Sir Charles Alfred BellKCIECMG (October 31, 1870 – March 8, 1945) was the British Political Officer for Bhutan, Sikkim and Tibet. He was known as "British India's ambassador to Tibet" before retiring and becoming a noted tibetologist.[1]
He was educated at Winchester College,[2] and then at New College, Oxford, after which he joined the Indian Civil Service in 1891.[3][4] His English-Tibetan colloquial dictionary was first published in 1905 together with a grammar of colloquial Tibetan as Manual of Colloquial Tibetan.[5]
In 1908, he was appointed Political Officer in Sikkim. He soon became very influential in Sikkimese and Bhutanese politics, and in 1910 he met the 13th Dalai Lama, who had been forced into temporary exile by the Chinese. He got to know him quite well, and later wrote his biography (Portrait of the Dalai Lama, published in 1946[6]).[7]

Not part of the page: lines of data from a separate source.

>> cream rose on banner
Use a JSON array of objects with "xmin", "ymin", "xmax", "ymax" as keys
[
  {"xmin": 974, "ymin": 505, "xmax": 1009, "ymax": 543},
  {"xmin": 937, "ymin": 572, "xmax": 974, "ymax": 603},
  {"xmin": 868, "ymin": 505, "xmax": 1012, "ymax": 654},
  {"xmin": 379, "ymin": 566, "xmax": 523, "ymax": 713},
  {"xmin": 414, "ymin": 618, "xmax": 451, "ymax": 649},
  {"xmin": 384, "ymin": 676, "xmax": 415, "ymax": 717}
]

In 1919 he resigned as Britain's political officer in Sikkim to devote himself full-time to his research. However, London sent him to Lhasa in 1920 as a special ambassador.[11]
After travelling through Tibet and visiting Lhasa in 1920, he retired to Oxford, where he wrote a series of books on the history, culture and religion of Tibet.[12] He was awarded a knighthood for his Lhasa Mission in 1922.[4]
Palhese, Bell's Tibetan friend and confidant travelled to England in 1927-28 to assist him in editing several of these books.[4]
He moved to Canada in his later years. The book Portrait of the Dalai Lama was completed only a few days before his death on 8 March 1945.[13] Some of the photographs that he took in Tibet can be found in the Pitt Rivers Museum in Oxford.[7] Some of these were included in the 1997 book Tibet: Caught in Time.[14]